The situation with CBOR illustrates a difference of design philosophy that I think is of much wider relevance. Consider the normal process of engineering design:
1) Use use cases to develop requirements
2) Perform triage on requirements to focus on most important ones and
3) Implement
4) Test, if necessary return to 1, 2, 3
What makes platform standards different is that the criteria for performing triage are very different. In normal engineering the engineer talks to the product manager and puts a dollar cost on each of the various features the product manager asks for. Which is often guesswork but the engineer is the person who will suffer if the guess is wrong.
[If the engineer works for Dilbert's boss, it is the pointy haired one who makes the commitments]

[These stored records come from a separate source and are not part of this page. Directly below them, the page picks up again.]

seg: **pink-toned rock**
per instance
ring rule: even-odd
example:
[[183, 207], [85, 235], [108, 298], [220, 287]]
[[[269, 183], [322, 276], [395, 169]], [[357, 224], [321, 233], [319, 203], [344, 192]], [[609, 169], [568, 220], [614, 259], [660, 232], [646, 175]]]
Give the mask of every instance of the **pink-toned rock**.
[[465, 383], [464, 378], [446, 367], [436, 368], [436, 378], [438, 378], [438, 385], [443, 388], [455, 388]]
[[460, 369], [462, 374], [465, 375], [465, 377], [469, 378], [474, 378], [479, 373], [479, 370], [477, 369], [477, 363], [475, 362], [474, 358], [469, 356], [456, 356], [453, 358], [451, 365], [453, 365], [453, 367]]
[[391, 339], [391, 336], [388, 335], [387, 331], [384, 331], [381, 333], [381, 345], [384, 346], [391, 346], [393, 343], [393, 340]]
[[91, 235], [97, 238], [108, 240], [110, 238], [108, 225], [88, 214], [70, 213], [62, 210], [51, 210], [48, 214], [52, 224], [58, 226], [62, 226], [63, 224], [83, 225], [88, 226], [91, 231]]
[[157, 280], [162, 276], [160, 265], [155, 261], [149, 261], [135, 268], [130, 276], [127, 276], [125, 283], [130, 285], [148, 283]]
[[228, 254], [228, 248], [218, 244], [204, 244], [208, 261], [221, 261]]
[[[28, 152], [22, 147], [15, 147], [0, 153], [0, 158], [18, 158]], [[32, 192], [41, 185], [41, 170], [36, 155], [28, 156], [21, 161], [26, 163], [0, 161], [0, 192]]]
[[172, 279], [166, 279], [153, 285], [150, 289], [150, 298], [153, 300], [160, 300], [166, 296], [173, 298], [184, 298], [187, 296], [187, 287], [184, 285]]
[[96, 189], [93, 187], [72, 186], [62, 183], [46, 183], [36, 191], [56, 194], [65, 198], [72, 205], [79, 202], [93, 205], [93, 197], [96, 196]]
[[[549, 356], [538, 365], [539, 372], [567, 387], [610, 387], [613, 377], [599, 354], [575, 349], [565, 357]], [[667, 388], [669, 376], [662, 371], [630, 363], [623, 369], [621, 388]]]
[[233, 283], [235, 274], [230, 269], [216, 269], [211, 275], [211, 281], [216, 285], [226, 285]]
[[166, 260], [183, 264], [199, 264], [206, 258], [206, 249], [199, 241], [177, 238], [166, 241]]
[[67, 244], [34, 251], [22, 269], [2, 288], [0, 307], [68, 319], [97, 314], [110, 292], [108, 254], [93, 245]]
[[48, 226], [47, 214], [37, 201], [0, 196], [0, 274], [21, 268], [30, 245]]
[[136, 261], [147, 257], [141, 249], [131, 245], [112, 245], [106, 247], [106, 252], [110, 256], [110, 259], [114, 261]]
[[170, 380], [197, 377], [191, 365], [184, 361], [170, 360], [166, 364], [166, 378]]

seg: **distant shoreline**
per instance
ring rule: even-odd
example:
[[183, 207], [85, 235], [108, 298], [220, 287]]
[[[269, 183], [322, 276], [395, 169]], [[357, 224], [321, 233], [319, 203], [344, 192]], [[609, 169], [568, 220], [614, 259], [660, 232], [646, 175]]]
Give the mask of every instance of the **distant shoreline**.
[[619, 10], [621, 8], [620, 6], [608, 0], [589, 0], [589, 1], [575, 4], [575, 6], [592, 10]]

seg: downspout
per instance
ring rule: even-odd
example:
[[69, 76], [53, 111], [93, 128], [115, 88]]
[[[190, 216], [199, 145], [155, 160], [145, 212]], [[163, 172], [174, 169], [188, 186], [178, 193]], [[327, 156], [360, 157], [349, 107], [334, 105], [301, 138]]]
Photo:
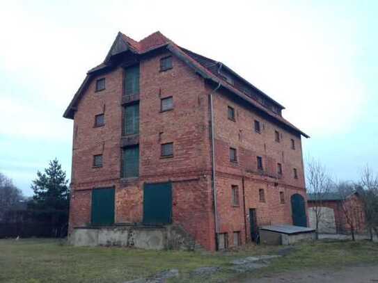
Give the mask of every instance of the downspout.
[[242, 177], [242, 184], [243, 186], [243, 208], [244, 211], [244, 234], [246, 236], [246, 243], [248, 241], [247, 232], [246, 232], [246, 193], [245, 193], [245, 186], [244, 186], [244, 176]]
[[[220, 63], [218, 72], [222, 64]], [[214, 102], [213, 102], [213, 94], [221, 87], [221, 82], [218, 83], [218, 86], [212, 90], [210, 94], [210, 116], [211, 116], [211, 131], [212, 131], [212, 188], [214, 197], [214, 218], [215, 225], [215, 243], [216, 248], [218, 249], [218, 234], [219, 232], [219, 225], [218, 223], [218, 209], [216, 207], [216, 176], [215, 176], [215, 127], [214, 122]]]

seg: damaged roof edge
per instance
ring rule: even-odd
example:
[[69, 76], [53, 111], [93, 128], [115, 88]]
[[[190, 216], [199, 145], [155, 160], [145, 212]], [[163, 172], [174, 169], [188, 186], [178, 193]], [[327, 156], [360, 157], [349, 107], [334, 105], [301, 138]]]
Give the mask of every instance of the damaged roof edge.
[[[204, 79], [209, 79], [210, 81], [214, 81], [214, 83], [220, 83], [221, 86], [223, 86], [224, 88], [227, 89], [228, 90], [230, 91], [231, 92], [235, 94], [236, 95], [237, 95], [239, 97], [242, 98], [243, 100], [247, 102], [249, 104], [253, 105], [253, 106], [255, 107], [257, 107], [258, 109], [260, 109], [262, 110], [264, 113], [265, 113], [266, 114], [267, 114], [269, 117], [271, 117], [272, 118], [274, 118], [276, 121], [278, 122], [279, 123], [282, 123], [285, 125], [286, 125], [287, 127], [288, 127], [289, 128], [290, 128], [291, 129], [295, 131], [296, 132], [298, 132], [300, 134], [301, 134], [303, 136], [304, 136], [305, 138], [310, 138], [310, 136], [308, 136], [308, 134], [306, 134], [306, 133], [303, 132], [302, 131], [301, 131], [300, 129], [297, 129], [297, 127], [295, 127], [294, 126], [292, 125], [291, 124], [288, 123], [288, 122], [285, 122], [284, 121], [282, 121], [280, 119], [278, 119], [276, 117], [275, 117], [274, 115], [271, 115], [271, 113], [269, 113], [267, 110], [265, 110], [262, 106], [259, 106], [257, 104], [254, 104], [253, 103], [253, 102], [251, 102], [248, 97], [246, 97], [245, 95], [242, 95], [241, 93], [239, 93], [238, 91], [236, 91], [235, 90], [233, 89], [233, 88], [231, 88], [230, 86], [228, 86], [227, 83], [223, 82], [221, 80], [217, 79], [215, 77], [214, 75], [213, 75], [212, 74], [208, 74], [207, 72], [201, 70], [202, 69], [202, 66], [198, 66], [196, 65], [196, 64], [192, 62], [192, 60], [191, 59], [189, 59], [187, 56], [186, 56], [186, 54], [184, 54], [184, 51], [179, 51], [178, 50], [178, 48], [179, 47], [176, 47], [175, 46], [174, 46], [172, 44], [169, 44], [167, 47], [169, 51], [171, 51], [173, 54], [175, 54], [175, 56], [177, 56], [179, 58], [180, 58], [181, 60], [182, 60], [184, 62], [185, 62], [189, 67], [191, 67], [193, 70], [194, 70], [194, 71], [197, 73], [198, 73], [200, 75], [201, 75]], [[184, 53], [184, 54], [182, 54], [181, 52]], [[198, 63], [198, 65], [200, 65]], [[209, 73], [210, 73], [210, 71], [209, 71]]]
[[[118, 34], [118, 35], [119, 35], [120, 34]], [[276, 116], [274, 116], [271, 113], [269, 113], [269, 111], [267, 111], [266, 109], [265, 109], [262, 106], [260, 106], [259, 105], [258, 105], [257, 103], [254, 103], [253, 102], [252, 102], [249, 98], [248, 98], [247, 97], [246, 97], [245, 95], [242, 94], [242, 92], [239, 93], [239, 90], [234, 89], [234, 88], [232, 88], [230, 86], [228, 86], [226, 83], [222, 81], [222, 80], [216, 78], [216, 76], [214, 74], [211, 73], [209, 70], [207, 70], [204, 67], [203, 67], [199, 63], [194, 60], [194, 59], [192, 59], [191, 57], [190, 57], [189, 55], [187, 55], [183, 50], [182, 50], [180, 47], [177, 47], [175, 45], [170, 42], [170, 43], [166, 43], [166, 44], [162, 45], [161, 46], [159, 46], [157, 48], [160, 48], [160, 47], [162, 47], [166, 46], [166, 48], [168, 49], [168, 50], [169, 50], [171, 52], [172, 52], [176, 56], [178, 56], [178, 58], [179, 58], [180, 60], [183, 60], [191, 68], [192, 68], [194, 70], [194, 72], [199, 74], [204, 79], [212, 81], [213, 81], [213, 82], [214, 82], [216, 83], [220, 83], [221, 86], [222, 86], [222, 87], [227, 89], [228, 91], [230, 91], [231, 92], [235, 94], [239, 98], [241, 98], [243, 100], [246, 101], [249, 104], [256, 107], [258, 109], [260, 109], [260, 111], [264, 112], [265, 114], [267, 114], [268, 116], [269, 116], [269, 117], [272, 118], [273, 119], [274, 119], [274, 120], [276, 120], [276, 122], [285, 124], [285, 126], [288, 127], [292, 130], [294, 130], [294, 131], [296, 131], [297, 133], [299, 133], [300, 134], [304, 136], [305, 138], [310, 138], [310, 136], [308, 135], [307, 135], [304, 132], [299, 130], [298, 128], [297, 128], [296, 127], [292, 125], [289, 122], [285, 120], [285, 119], [283, 118], [281, 118], [281, 119], [276, 118]], [[150, 50], [148, 50], [148, 51], [145, 51], [144, 53], [147, 53], [148, 51], [150, 51], [152, 49], [150, 49]], [[84, 80], [81, 83], [81, 85], [80, 86], [80, 87], [79, 88], [77, 91], [76, 92], [75, 95], [74, 95], [74, 97], [72, 98], [71, 102], [68, 105], [68, 107], [67, 108], [67, 109], [64, 112], [64, 113], [63, 113], [63, 117], [64, 118], [68, 118], [68, 119], [73, 119], [74, 118], [74, 111], [76, 110], [75, 109], [75, 107], [76, 107], [75, 104], [77, 104], [77, 101], [79, 99], [80, 96], [81, 95], [81, 93], [84, 90], [84, 88], [86, 87], [86, 85], [87, 85], [88, 82], [89, 81], [89, 80], [90, 79], [93, 73], [95, 72], [95, 71], [102, 70], [102, 69], [104, 69], [104, 68], [105, 68], [107, 67], [109, 67], [109, 65], [107, 65], [104, 63], [105, 63], [105, 62], [104, 62], [102, 63], [102, 64], [104, 64], [103, 65], [100, 65], [97, 66], [97, 67], [100, 67], [98, 69], [97, 69], [97, 67], [95, 67], [95, 68], [91, 69], [90, 70], [89, 70], [88, 72], [86, 78], [84, 79]], [[228, 69], [229, 69], [227, 66], [226, 66], [226, 67]], [[94, 69], [95, 69], [95, 70], [94, 70]], [[254, 88], [255, 88], [255, 87], [254, 87]], [[257, 88], [256, 88], [256, 89], [257, 89]], [[265, 94], [265, 95], [267, 95]]]

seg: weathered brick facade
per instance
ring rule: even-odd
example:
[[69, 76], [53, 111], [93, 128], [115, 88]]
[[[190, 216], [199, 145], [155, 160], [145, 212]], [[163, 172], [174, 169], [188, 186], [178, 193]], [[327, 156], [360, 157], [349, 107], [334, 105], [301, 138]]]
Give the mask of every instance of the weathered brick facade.
[[[143, 184], [169, 181], [173, 223], [203, 246], [215, 250], [210, 93], [214, 97], [218, 232], [228, 234], [228, 246], [233, 245], [234, 232], [239, 232], [241, 243], [250, 241], [248, 211], [251, 208], [255, 209], [258, 225], [291, 224], [290, 196], [299, 193], [306, 197], [304, 134], [281, 115], [251, 105], [256, 103], [251, 99], [246, 102], [236, 97], [226, 85], [213, 92], [216, 84], [206, 77], [207, 70], [189, 56], [183, 58], [182, 51], [175, 53], [178, 47], [159, 33], [139, 42], [124, 35], [120, 42], [120, 36], [105, 62], [90, 71], [65, 113], [74, 119], [70, 229], [90, 225], [93, 188], [115, 188], [114, 223], [141, 223]], [[139, 134], [123, 136], [124, 67], [136, 54], [140, 67]], [[168, 55], [173, 56], [173, 68], [160, 72], [160, 59]], [[96, 92], [100, 78], [105, 78], [106, 87]], [[162, 112], [161, 99], [170, 96], [173, 109]], [[235, 110], [235, 121], [228, 118], [229, 106]], [[94, 127], [95, 115], [101, 113], [104, 125]], [[260, 134], [253, 129], [255, 120], [260, 122]], [[279, 143], [275, 141], [275, 131], [280, 133]], [[291, 148], [292, 139], [295, 149]], [[166, 143], [173, 143], [173, 157], [161, 156], [161, 145]], [[139, 176], [123, 179], [121, 148], [134, 144], [139, 146]], [[237, 149], [237, 162], [230, 161], [230, 147]], [[95, 154], [102, 154], [101, 168], [93, 167]], [[257, 170], [257, 156], [262, 157], [263, 170]], [[277, 174], [277, 163], [282, 164], [282, 175]], [[238, 188], [238, 206], [233, 204], [232, 186]], [[264, 202], [259, 200], [262, 188]], [[283, 192], [284, 203], [280, 192]]]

In platform engineering the ultimate use of the platform is unknown and so triage is not driven by a cost/benefit analysis in the same way. So what tends to happen is that Working Groups attempt to limit the requirements to the absolute minimum in order to make the specification as simple as possible.
The unfortunate fact is that this frequently produces the exact opposite outcome. PKIX is a very complex standard because it has grown to meet requirements organically. As a result it has three certificate issue protocols, two mechanisms for revocation and still lacks a standardized discovery protocol. When I was asked to design a successor for PKIX in XML back in 2000, I implemented every feature of PKIX in a 20 page spec. The spec later formed the basis for the assertion layer in SAML and XKMS where they did get larger, but nowhere near as large as PKIX.
So I think the approach is broken. Instead of trying to do triage by limiting use cases and requirements before considering design alternatives we should instead rank them. So no use case that meets a minimal criteria of plausibility is rejected but it is understood that the final design need not cover all the use cases.
The reason for taking this approach is that having to deal with a large number of requirements forces people to consider a higher level of abstraction rather than the 'one off' approach that tries to avoid complexity in the short term by adopting design approaches that are sure to result in horrors later.